The real estate market in the United States has been decidedly unpredictable for the past couple of years. Many investors and industry analysts (myself included) thought that home prices would trend downward at the onset of the pandemic — and the exact opposite happened.
Home prices spiked, with gains of more than 20% in 2021 alone. Mortgage rates have increased more sharply in 2022 than ever before. And there is a historically low number of homes currently for sale in the United States.
Having said all of that, here are three of my real estate market predictions for the last couple of months of 2022. Before we dive in, take all of these predictions with a big grain of salt. There are a lot of moving parts that affect things like home prices, mortgage rates, and investment valuations, so it’s impossible to say with certainty what will happen.
1. Mortgage rates will start to moderate — even with Fed rate hikes
Mortgage interest rates aren’t directly tied to the Federal Reserve’s benchmark interest rate hikes, but they tend to move in the same direction over time. In 2022, the federal funds rate has increased by 300 basis points (3%), and the 30-year mortgage rate has increased from roughly 3.2% to 7.1%.
However, keep in mind that this is also happening while employment and consumer spending are strong, and the economy isn’t in a recession. If we hit a recession and mortgage demand really starts to plummet, it’s entirely possible that interest rates can reverse course even if the Fed keeps raising rates.
Now, I don’t think rates will plummet to anywhere near where they started the year, but if I were to make a prediction, I’d say that we’ll end the year with the 30-year mortgage rate in the 6% to 6.5% range.
2. Home prices will stay elevated
Rising mortgage rates have certainly made homes less affordable, but housing supply is historically low as well. The inventory of existing homes for sale in the U.S. is roughly the same as it was at this time last year (when prices were spiking) and is roughly 30% below comparable 2019 levels (before the pandemic).
To be sure, home prices have declined a bit from the mid-2022 all-time highs, but they’re still about 40% more than at the start of 2020. And as long as there are relatively few homes for sale, supply and demand dynamics will likely prevent prices from falling much.
3. Real estate will be the weakest stock market sector
The real estate sector has been a major underperformer this year.

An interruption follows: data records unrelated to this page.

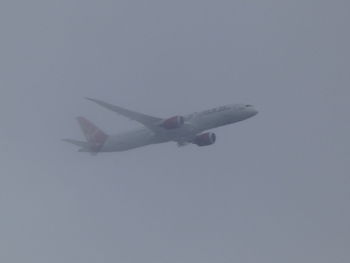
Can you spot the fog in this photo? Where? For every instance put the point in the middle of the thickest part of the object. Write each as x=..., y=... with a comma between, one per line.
x=274, y=188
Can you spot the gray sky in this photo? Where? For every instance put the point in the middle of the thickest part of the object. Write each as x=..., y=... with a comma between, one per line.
x=272, y=189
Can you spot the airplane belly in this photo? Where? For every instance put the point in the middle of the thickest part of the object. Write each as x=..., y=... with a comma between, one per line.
x=128, y=141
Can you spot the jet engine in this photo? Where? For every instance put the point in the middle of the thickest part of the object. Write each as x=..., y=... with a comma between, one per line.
x=173, y=122
x=205, y=139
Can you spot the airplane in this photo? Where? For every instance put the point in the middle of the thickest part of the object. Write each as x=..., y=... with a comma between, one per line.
x=183, y=130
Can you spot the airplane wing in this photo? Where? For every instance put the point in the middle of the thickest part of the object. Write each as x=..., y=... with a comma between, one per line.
x=146, y=120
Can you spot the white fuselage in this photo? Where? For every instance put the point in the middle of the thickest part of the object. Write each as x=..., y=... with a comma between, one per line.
x=195, y=124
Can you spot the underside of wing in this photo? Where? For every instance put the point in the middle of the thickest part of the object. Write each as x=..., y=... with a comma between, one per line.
x=146, y=120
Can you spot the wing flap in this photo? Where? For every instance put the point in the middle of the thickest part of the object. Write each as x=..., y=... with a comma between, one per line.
x=146, y=120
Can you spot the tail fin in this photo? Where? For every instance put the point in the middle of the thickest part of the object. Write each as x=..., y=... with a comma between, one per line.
x=92, y=133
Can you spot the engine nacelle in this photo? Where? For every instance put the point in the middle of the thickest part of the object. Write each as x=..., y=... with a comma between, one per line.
x=173, y=122
x=205, y=139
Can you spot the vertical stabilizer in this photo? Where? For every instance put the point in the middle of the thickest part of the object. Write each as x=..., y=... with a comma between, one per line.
x=95, y=137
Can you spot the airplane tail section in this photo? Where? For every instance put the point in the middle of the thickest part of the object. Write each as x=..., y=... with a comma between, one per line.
x=93, y=134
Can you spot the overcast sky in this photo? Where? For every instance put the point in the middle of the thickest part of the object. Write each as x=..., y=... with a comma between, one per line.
x=273, y=189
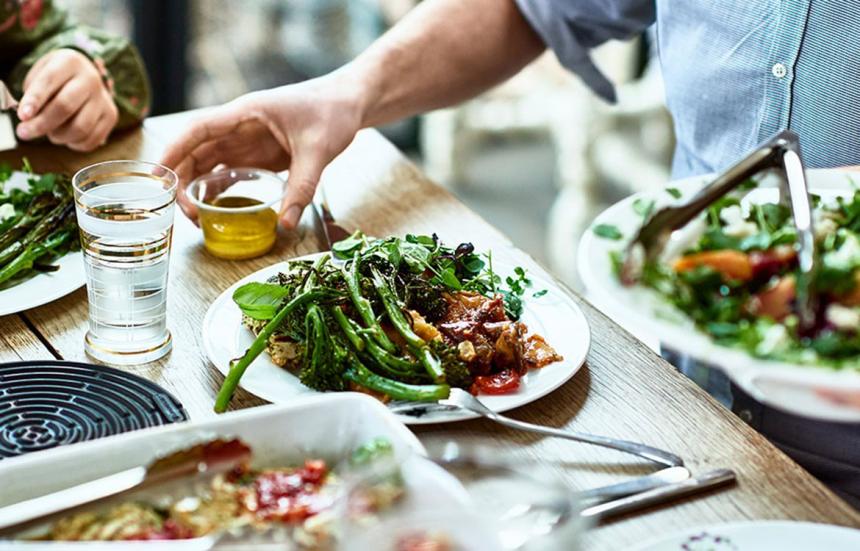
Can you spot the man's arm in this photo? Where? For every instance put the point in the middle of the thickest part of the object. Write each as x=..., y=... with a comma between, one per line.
x=441, y=53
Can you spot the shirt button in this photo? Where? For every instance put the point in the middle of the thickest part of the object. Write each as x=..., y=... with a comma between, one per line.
x=778, y=70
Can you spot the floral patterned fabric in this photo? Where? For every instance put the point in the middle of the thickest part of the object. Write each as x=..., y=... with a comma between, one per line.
x=29, y=29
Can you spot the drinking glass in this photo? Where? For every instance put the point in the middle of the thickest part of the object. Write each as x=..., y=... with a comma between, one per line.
x=125, y=214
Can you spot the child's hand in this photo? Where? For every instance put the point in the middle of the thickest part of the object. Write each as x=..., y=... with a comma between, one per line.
x=66, y=100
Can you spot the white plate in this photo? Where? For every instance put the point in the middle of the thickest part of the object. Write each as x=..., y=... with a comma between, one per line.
x=760, y=536
x=554, y=316
x=787, y=386
x=329, y=427
x=42, y=288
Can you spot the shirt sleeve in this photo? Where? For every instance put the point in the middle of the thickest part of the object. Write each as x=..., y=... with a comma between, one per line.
x=571, y=28
x=116, y=58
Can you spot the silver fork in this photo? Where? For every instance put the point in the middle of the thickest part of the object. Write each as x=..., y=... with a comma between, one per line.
x=462, y=400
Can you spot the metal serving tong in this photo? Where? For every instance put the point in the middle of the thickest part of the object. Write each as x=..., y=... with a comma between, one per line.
x=206, y=459
x=781, y=154
x=461, y=400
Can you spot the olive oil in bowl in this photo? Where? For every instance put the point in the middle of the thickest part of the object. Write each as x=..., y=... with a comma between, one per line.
x=245, y=233
x=236, y=208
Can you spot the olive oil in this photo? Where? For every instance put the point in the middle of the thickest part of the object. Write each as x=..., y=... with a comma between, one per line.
x=238, y=235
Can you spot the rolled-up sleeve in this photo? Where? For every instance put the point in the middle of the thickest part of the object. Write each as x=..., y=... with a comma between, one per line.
x=571, y=28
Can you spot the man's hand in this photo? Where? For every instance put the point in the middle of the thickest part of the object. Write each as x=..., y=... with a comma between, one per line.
x=66, y=100
x=442, y=53
x=301, y=127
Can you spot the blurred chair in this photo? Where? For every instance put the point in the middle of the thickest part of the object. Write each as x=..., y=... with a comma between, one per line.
x=602, y=151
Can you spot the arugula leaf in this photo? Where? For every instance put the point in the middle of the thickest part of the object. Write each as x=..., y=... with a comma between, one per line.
x=416, y=256
x=345, y=249
x=607, y=231
x=431, y=242
x=757, y=242
x=260, y=301
x=643, y=207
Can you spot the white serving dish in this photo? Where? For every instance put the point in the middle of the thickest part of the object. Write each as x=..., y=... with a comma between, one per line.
x=47, y=287
x=787, y=386
x=324, y=426
x=555, y=316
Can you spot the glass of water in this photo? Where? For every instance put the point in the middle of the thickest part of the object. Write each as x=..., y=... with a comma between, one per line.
x=125, y=214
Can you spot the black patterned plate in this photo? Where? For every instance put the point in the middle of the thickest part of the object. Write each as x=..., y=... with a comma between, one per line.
x=51, y=403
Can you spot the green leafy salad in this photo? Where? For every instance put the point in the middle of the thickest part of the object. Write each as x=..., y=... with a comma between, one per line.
x=37, y=224
x=401, y=318
x=737, y=280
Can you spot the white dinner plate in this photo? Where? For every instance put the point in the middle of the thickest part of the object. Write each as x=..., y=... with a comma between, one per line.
x=790, y=387
x=554, y=316
x=759, y=536
x=46, y=287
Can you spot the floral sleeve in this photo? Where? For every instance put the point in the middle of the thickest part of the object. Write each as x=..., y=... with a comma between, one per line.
x=29, y=29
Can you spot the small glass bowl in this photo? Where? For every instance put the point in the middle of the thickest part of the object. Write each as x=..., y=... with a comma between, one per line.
x=238, y=211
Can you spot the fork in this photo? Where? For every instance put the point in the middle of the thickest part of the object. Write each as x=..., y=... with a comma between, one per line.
x=462, y=400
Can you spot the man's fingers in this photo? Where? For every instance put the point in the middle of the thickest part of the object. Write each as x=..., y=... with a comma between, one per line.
x=59, y=109
x=305, y=172
x=212, y=125
x=42, y=82
x=96, y=136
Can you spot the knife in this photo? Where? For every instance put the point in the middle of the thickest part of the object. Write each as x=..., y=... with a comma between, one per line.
x=328, y=231
x=660, y=495
x=8, y=104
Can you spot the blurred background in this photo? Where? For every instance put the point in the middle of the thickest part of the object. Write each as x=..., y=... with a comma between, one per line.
x=538, y=156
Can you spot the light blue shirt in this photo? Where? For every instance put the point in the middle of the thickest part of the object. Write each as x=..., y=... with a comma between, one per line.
x=735, y=71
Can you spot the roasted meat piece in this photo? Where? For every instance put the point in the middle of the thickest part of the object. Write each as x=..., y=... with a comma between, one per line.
x=495, y=343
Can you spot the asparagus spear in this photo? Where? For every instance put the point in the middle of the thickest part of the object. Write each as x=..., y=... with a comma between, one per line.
x=33, y=252
x=416, y=344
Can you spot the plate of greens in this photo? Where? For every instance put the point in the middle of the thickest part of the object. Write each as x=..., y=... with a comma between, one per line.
x=723, y=290
x=39, y=246
x=398, y=318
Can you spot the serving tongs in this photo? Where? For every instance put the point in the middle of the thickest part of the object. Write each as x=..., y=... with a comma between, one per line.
x=206, y=459
x=780, y=154
x=459, y=399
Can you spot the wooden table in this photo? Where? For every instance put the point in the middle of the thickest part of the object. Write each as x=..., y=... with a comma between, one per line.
x=624, y=390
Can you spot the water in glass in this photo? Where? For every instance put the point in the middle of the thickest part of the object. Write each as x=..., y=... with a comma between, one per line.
x=125, y=212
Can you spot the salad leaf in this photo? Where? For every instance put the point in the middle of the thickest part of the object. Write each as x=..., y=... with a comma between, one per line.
x=260, y=301
x=345, y=249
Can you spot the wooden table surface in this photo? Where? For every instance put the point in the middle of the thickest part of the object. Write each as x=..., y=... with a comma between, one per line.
x=624, y=390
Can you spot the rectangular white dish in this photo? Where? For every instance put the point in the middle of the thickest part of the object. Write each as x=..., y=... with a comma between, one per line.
x=326, y=426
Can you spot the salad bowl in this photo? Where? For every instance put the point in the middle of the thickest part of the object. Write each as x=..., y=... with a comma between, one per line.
x=789, y=378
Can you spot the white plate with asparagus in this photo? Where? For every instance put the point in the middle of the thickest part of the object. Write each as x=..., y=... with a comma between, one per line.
x=401, y=319
x=39, y=260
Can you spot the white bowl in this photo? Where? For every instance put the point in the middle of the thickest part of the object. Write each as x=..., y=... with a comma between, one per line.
x=789, y=387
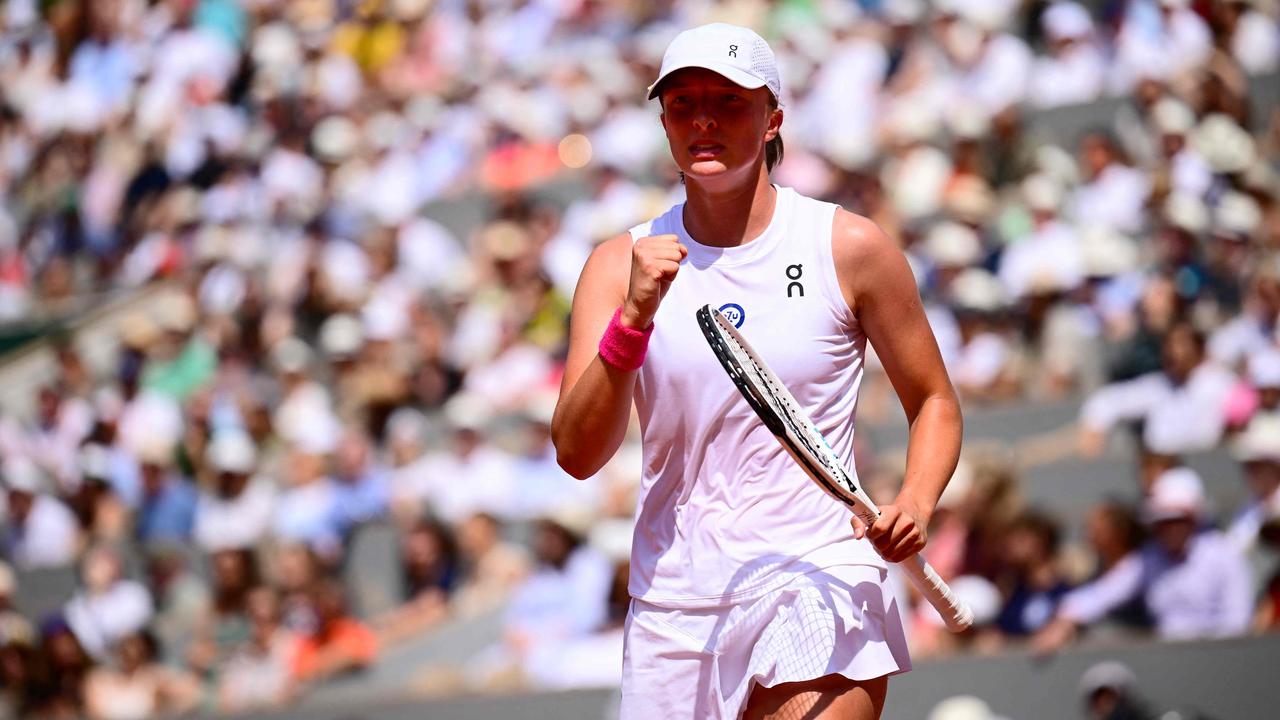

Through Oct. 28, the S&P 500 has declined by about 19% in 2022, while the Vanguard Real Estate ETF (VNQ 2.20%) is down by 29%.
It’s not that the underlying businesses are doing poorly. For the most part, real estate investment trusts, or REITs, are designed to remain profitable and predictable in any environment. But rising rate environments are generally a negative catalyst for income-focused stocks like REITs.
I’ll spare you a long economics lesson, but the general idea is that when risk-free interest rates rise (like those offered by Treasuries), the yields of “riskier” investments like stocks tend to rise as well, which causes share prices to fall. Since investors are expecting the Fed to raise benchmark rates by another 75 basis points in November and by at least another 50 basis points in December, I wouldn’t be surprised if the real estate sector has a weak finish to the year.
I don’t have a crystal ball
Just to be clear, there’s absolutely no guarantee these things will happen, and it’s quite possible I’ll be completely wrong about one or more of them. But one thing is for certain: This is one of the least predictable real estate markets of my lifetime. All I can do is consider the trends and overall economic climate. Invest accordingly.